I am attempting to use FinishBundle() to batch requests in beam on dataflow. These requests are fetching information and emitting it for further processing downstream in the pipeline, a la:
func BatchRpcFn {
client RpcClient
bufferRequest *RpcRequest
}
func (f *BatchRpcFn) Setup(ctx context.Context) {
// setup client
}
func (f *BatchRpcFn) ProcessBundle(ctx context.Context, id string, emit func(string, bool)) error {
f.bufferRequest.Ids = append(f.bufferRequest.Ids, id)
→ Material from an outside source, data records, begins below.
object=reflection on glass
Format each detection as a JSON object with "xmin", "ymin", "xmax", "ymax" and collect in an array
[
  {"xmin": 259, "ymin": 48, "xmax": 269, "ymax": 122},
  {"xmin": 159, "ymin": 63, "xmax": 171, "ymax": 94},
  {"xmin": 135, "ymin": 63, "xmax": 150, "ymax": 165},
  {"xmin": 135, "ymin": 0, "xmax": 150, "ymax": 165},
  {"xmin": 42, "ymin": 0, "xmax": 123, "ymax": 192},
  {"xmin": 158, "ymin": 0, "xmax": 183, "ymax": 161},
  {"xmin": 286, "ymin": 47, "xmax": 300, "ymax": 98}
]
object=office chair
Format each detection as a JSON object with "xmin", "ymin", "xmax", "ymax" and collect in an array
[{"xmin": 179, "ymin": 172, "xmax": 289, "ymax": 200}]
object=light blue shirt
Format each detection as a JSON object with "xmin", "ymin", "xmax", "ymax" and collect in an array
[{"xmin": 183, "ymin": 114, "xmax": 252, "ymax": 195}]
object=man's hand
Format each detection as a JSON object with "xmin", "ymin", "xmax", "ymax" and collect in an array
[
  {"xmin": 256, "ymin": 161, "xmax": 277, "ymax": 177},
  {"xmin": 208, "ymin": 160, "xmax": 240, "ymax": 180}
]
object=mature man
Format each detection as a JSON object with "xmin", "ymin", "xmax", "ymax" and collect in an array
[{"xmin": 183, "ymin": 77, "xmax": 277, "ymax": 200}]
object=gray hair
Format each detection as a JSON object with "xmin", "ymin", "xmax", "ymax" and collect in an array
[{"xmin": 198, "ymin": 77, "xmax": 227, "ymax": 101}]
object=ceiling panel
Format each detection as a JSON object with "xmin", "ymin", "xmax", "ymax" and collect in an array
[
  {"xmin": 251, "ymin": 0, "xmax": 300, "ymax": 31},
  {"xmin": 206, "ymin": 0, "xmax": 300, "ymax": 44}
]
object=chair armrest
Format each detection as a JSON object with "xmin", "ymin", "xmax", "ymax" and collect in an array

if len(f.bufferRequest.Ids) > bufferLimit {
return f.performRequestAndEmit(ctx, emit)
}
return nil
}
func (f *BatchRpcFn) FinishBundle(ctx context.Context, emit func(string, bool)) error {
return f.performRequestAndEmit(ctx, emit)
}
In unit tests, this function works as expected, however when running on dataflow, I get this error:
panic: interface conversion: typex.Window is window.GlobalWindow, not window.IntervalWindow
//...
github.com/apache/beam/sdks/v2/go/pkg/beam/core/runtime/exec.(*intervalWindowEncoder).EncodeSingle()
The documentation on FinishBundle()
is a little sparse, so it wasn't clear to me if this is possible. Most of the examples I see of using FinishBundle()
are flushing data to some sink instead of adding to the resultant PCollection.
Is this a bug, or am I using FinishBundle incorrectly here?